I'm not a Quantum Espresso expert, but I'll try to answer this as best I can. There are two aspects to this answer: 1) whether you have a GPU-enabled version of Quantum Espresso; and 2) whether you should use your GPUs anyway.
GPU port of Quantum Espresso
Using GPUs effectively requires substantial changes to the source code (e.g. OpenACC, OpenMP5, CUDA-Fortran), and so you need to make sure you are using a version of Quantum Espresso which has those changes. You will also need a compiler which understands the GPU additions, which probably means the NVIDIA compiler.
The previous GPU project was led by Filippo Spiga and was very quick, but made heavy use of CUDA-Fortran (only supported by NVIDIA) and I think it evolved into a separate branch, and it and the "main" Quantum Espresso diverged significantly.
There is a new GPU port of Quantum Espresso which is intended to stay "in sync" with the main developments. This has been released, but I'm not sure what state it's in -- it may still be a test release.

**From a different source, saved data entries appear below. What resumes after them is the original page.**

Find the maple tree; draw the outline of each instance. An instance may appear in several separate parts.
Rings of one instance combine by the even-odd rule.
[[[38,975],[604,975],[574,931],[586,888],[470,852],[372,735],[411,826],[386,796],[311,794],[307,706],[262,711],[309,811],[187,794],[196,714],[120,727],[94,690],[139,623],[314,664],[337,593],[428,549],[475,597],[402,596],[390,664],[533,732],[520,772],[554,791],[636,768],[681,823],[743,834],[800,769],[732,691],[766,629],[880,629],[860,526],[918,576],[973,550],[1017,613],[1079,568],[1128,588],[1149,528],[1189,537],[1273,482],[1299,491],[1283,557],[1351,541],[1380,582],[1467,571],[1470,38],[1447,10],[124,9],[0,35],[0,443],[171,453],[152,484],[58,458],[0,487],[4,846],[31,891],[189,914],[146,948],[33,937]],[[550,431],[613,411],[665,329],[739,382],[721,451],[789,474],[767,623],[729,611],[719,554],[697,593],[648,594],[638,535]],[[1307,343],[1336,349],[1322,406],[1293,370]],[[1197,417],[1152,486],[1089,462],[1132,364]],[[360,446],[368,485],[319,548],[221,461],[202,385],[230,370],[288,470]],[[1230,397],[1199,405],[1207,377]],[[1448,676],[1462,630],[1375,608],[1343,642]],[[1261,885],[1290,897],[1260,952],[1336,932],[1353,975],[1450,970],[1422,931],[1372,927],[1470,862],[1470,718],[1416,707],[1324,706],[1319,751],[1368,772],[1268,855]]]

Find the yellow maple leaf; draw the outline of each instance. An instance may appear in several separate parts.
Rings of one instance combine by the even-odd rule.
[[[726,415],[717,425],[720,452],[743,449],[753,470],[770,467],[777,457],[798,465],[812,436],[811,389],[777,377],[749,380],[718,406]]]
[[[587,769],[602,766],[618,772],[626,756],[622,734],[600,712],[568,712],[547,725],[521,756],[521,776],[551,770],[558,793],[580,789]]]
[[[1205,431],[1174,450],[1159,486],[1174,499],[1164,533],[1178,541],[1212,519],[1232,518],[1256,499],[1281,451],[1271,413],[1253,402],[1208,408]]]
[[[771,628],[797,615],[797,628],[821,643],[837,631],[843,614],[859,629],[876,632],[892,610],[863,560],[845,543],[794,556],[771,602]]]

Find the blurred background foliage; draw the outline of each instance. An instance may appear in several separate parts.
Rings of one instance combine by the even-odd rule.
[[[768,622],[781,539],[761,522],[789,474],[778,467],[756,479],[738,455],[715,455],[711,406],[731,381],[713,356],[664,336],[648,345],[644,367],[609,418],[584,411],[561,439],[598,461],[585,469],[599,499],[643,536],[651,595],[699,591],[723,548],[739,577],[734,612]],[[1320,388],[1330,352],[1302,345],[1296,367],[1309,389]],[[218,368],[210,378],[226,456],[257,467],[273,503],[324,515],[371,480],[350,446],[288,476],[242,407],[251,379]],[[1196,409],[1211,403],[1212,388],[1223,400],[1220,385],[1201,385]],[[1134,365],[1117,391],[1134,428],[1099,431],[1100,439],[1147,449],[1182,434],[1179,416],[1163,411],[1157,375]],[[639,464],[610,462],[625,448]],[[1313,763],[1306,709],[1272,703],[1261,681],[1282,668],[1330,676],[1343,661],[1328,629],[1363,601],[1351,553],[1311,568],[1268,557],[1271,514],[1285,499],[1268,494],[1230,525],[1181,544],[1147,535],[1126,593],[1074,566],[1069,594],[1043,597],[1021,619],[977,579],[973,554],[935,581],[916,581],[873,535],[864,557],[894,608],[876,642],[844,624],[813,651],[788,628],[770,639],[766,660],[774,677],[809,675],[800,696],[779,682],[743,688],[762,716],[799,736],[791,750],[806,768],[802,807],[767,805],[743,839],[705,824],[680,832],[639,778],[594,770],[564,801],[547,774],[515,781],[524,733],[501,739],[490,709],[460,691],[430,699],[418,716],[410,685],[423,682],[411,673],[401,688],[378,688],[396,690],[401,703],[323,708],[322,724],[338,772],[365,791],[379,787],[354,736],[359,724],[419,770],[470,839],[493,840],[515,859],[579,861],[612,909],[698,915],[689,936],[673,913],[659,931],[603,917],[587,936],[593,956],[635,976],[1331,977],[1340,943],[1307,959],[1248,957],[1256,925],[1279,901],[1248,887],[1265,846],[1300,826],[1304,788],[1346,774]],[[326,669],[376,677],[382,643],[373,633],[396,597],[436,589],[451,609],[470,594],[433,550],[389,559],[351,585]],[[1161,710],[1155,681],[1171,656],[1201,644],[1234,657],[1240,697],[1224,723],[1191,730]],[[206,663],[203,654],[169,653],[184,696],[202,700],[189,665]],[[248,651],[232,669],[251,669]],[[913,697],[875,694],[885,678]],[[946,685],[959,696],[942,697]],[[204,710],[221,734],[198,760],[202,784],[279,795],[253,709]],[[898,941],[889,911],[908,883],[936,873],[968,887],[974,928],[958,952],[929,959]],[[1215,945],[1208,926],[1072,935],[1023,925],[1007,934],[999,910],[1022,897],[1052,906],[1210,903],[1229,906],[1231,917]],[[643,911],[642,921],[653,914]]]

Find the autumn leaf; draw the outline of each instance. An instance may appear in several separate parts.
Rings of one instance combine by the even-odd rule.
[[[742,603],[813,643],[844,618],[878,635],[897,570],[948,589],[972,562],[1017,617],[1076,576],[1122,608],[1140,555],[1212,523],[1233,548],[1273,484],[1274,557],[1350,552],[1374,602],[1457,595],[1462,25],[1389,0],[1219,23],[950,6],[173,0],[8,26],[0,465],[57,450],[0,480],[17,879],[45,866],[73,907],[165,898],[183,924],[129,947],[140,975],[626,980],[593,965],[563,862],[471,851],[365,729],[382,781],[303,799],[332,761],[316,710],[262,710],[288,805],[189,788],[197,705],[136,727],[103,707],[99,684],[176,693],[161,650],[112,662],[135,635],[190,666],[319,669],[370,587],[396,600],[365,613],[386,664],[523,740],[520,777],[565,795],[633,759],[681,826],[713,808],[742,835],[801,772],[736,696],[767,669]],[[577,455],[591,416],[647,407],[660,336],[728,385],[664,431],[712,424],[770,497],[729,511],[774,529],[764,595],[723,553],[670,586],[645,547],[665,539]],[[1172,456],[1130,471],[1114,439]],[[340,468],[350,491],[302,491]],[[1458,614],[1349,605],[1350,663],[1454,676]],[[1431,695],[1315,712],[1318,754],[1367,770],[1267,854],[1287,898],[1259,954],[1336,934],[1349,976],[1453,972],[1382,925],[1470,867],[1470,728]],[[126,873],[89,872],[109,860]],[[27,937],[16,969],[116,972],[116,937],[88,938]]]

Regardless, you will need the NVIDIA Fortran compiler and the CUDA toolkit (both are free). You will not be able to use Intel's compilers and I doubt that you can use GNU's either.
GPUs for DFT simulations
The GPUs which people usually use for DFT simulations are not graphics cards, they are dedicated compute-platforms (GPGPUs) which use technology based on graphics cards.
The "built-in" Intel GPU is unlikely to be useful; it has relatively low performance, it probably has no fast, dedicated RAM, and it is unlikely to be supported by your compiler. It is also very difficult to program for two different kinds of GPUs in the same system, and I doubt either QE or the compiler would cope.
The NVIDIA GPU probably has a good headline performance, and some fast, dedicated RAM, but I'm confident that it will only support up to single-precision arithmetic in hardware. Accurate DFT simulations rely on double-precision, and whilst the cards can emulate this in software it is extremely slow.
Much of the speed of a GPGPU is only attainable at all because they also have dedicated, high bandwidth memory (e.g. HBM2), which may not be true of a laptop model. You typically want a lot of dedicated RAM as well, which most consumer cards do not have.
If we look at the NVIDIA GPU-based offerings, you end up looking at a Titan or Tesla card before you have enough fast RAM and any significant double-precision performance for DFT simulations. Both of these have error-corrected (ECC) RAM, which I also consider important to getting reliable, publishable results (this goes for CPU calculations too, of course).